Energy from Food

Life is a product of energy and all energy comes from the sun. Humans can’t photosynthesise, so we must get our energy from plants who can photosynthesise and store energy, as well as from animals that eat plants. This food, as we know it, is chemical energy. Fats, protein, carbohydrate and alcohol are energy derivatives of food known as macronutrients. Humans need to digest, absorb and transform chemical energy into other forms of energy that we need (e.g. electrical energy for nerve impulses, mechanical energy for movement, etc.). A joule or Calorie is a measure of energy for both food and physical activity (1 Calorie (kcal) = 4.184 kilojoules)). There is some insufficiency in the human metabolic system and not all the energy from food can be used by the body (e.g. protein losses in urea). Atwater factors gives an estimate of how much energy per gram of food we can derive and metabolise (Table 1).

There is a common understanding that if we consume more energy then we expend, we will gain weight. However, this theory assumes that the human body treats every single Calorie (or kilojoule) the same, irrespective of whether they came from carbohydrate, protein, fat and alcohol. This theory also assumes that there are no other factors that affect how one processes, stores and burns energy from food. What we do know is that factors including genetics, insulin resistance, medications, hormones, macronutrient ratios, food quality and so much more can impact the way we use energy. To understand more about how our bodies process the foods we consume and how this affects our health, we must move away from viewing food solely as energy, and instead, focus our explorations on individual macro- and micronutrients.

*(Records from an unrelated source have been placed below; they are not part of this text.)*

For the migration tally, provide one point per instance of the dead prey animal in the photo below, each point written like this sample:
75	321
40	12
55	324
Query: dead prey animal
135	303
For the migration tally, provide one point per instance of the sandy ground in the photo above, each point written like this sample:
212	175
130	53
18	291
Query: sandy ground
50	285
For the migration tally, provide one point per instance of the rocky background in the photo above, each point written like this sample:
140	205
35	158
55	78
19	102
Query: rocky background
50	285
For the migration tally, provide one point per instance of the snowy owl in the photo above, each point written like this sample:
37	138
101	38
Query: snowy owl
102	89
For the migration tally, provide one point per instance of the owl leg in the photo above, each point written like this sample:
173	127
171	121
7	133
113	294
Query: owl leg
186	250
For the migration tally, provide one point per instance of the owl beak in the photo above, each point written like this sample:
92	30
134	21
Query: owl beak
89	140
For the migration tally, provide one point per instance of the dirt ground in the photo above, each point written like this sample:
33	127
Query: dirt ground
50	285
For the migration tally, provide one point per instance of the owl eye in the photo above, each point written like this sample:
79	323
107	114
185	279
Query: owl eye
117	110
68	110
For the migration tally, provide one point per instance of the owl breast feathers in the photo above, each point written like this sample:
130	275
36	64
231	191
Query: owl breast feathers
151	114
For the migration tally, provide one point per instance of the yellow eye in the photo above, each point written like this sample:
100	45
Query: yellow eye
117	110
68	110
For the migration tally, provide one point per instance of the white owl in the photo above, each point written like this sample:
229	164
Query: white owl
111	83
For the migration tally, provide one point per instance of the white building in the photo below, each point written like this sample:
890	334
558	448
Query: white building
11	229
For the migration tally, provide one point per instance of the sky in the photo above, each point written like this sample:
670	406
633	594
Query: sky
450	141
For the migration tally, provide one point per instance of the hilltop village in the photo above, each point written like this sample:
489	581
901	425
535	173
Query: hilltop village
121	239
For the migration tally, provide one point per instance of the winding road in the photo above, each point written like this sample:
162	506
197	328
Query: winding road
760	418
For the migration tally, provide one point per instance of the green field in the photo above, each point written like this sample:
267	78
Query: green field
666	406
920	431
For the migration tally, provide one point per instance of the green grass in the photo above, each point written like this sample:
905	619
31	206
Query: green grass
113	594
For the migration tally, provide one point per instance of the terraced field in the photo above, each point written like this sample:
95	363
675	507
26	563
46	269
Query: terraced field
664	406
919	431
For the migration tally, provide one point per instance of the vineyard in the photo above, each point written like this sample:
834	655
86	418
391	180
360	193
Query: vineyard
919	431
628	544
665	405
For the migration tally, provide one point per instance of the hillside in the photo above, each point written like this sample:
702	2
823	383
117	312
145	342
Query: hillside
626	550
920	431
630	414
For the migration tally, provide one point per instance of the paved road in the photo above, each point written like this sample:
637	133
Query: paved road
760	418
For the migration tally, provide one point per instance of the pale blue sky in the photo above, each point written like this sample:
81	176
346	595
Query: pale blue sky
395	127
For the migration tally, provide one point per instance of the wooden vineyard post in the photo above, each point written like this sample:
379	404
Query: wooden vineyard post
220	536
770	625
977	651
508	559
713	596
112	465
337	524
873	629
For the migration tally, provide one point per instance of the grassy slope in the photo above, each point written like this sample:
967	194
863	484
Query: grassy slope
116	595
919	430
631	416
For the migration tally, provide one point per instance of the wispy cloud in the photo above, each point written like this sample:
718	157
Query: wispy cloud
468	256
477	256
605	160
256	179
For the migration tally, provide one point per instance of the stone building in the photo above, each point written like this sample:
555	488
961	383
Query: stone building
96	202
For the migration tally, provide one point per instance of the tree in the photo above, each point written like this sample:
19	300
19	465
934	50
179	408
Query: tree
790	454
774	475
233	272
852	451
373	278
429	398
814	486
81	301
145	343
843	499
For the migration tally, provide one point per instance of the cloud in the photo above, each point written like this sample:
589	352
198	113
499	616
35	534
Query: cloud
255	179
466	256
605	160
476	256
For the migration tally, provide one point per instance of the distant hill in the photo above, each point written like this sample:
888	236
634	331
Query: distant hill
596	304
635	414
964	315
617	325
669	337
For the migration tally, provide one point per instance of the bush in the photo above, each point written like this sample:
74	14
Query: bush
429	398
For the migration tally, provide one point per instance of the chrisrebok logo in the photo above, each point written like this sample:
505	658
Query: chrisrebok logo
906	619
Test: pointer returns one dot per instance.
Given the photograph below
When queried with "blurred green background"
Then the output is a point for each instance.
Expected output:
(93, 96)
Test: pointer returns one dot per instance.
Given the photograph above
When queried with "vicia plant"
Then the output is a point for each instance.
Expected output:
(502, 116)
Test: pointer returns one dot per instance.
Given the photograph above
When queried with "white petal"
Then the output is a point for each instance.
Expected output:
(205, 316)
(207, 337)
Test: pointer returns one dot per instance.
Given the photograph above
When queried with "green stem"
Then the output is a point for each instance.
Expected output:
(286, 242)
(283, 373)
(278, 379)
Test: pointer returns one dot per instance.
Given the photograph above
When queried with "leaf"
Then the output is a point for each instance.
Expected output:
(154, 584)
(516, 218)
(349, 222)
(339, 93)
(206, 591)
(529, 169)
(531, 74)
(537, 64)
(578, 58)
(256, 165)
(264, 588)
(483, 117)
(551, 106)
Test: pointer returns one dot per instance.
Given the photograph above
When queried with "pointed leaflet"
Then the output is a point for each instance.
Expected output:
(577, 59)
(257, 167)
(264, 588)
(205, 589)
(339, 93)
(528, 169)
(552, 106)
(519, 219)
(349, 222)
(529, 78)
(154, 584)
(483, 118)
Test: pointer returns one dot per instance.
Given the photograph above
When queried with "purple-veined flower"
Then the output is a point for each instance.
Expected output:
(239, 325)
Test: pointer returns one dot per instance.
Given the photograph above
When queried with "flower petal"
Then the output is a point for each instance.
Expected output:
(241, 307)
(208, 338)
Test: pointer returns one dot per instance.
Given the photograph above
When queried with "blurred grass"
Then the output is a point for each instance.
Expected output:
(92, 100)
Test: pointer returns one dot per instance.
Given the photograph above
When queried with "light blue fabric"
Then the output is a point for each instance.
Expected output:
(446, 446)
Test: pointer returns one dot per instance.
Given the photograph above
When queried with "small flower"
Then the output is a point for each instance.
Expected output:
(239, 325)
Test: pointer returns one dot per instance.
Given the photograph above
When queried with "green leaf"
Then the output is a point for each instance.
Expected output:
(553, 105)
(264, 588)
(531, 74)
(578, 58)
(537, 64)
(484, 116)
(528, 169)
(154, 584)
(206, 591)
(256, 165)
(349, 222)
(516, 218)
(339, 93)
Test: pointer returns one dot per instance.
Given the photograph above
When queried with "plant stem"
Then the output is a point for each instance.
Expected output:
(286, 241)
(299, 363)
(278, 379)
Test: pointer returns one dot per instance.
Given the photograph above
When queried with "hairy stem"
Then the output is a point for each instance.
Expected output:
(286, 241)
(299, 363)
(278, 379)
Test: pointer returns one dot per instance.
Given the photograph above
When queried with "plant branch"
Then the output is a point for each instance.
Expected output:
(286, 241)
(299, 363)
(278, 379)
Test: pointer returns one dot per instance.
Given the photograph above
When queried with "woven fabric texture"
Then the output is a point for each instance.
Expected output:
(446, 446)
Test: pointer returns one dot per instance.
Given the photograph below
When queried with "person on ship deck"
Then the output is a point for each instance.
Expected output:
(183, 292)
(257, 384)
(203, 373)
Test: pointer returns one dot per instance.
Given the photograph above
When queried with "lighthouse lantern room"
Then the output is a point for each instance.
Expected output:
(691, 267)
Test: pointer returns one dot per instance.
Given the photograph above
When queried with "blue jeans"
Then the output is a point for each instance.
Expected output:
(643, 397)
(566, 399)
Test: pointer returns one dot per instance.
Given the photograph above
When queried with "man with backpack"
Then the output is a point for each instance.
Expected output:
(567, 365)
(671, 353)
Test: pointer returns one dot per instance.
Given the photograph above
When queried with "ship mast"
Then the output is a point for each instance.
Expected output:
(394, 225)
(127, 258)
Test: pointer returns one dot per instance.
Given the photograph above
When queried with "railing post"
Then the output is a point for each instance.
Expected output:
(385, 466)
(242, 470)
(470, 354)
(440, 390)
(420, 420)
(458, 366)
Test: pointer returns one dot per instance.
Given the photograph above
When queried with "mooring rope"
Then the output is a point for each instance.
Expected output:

What Foods Contain Carbohydrate?

This article will focus primarily on dietary carbohydrate. Carbohydrates are abundant in our food supply. Every core food group in the Australian Guide to Healthy Eating (Figure 1) includes carbohydrate-containing foods. Foods in the ‘breads and cereals’ group (orange section) such as bread, pizza, pasta, rice, muffins, cereals, grains and crackers, tend to be the most well-known for their carbohydrate content. Though this food group may be the most carbohydrate-dense (i.e., high % of carbohydrate per 100 g food weight), that doesn’t mean that carbohydrates don’t exist elsewhere. Vegetables (dark green section) also contain more carbohydrate than they do fat or protein, but they also contain lots of water so per 100 g food weight they aren’t usually as high in carbohydrates as breads and cereals. Starchy vegetables such as potato, sweet potato, corn, taro, and yam contain more carbohydrates than non-starchy vegetables like spinach, kale, pumpkin, zucchini and capsicum. All fruits (light green section) contain a unique type of carbohydrate called fructose. Fruits with a higher fibre content, such as berries, tend to have less carbohydrate (in the form of fructose) than fruits like mangos, apples and bananas. Dairy foods (purple section) contain carbohydrate in the form of lactose (glucose and galactose) and include milk, yoghurt, cheese and dairy alternatives (i.e., soy milk, rice milk). The ‘meat and protein foods’ group (blue section) tends to be the least known for containing carbohydrate. That is because this food group includes foods such as steak, fish, and seafood, which have a high amount of protein and fat with very negligible carbohydrate (per 100 g of food weight). However, there are lots of protein-food sources that contain carbohydrate. For example, legumes (beans, lentils, peanuts, etc.), tofu (and other vegetarian ‘meat’), nuts and seeds.

Types of Carbohydrate

Just as carbohydrate, protein, fat and alcohol don’t act the same inside your body, different types of carbohydrates have different effects in your body as well. There are three main classifications of carbohydrate: monosaccharides, disaccharides and polysaccharides. Monosaccharides are “simple carbohydrates” and include glucose, fructose and galactose. Two monosaccharides combine to form disaccharides, and include lactose, maltose and sucrose. Polysaccharides are “complex carbohydrates” and include starch, fibre and glycogen. However, there is no need to get too bogged down by all of these words because at the end of the day, your body has to break all carbohydrate you eat down into its monosaccharide components anyway – with most carbohydrate you eat digested into glucose.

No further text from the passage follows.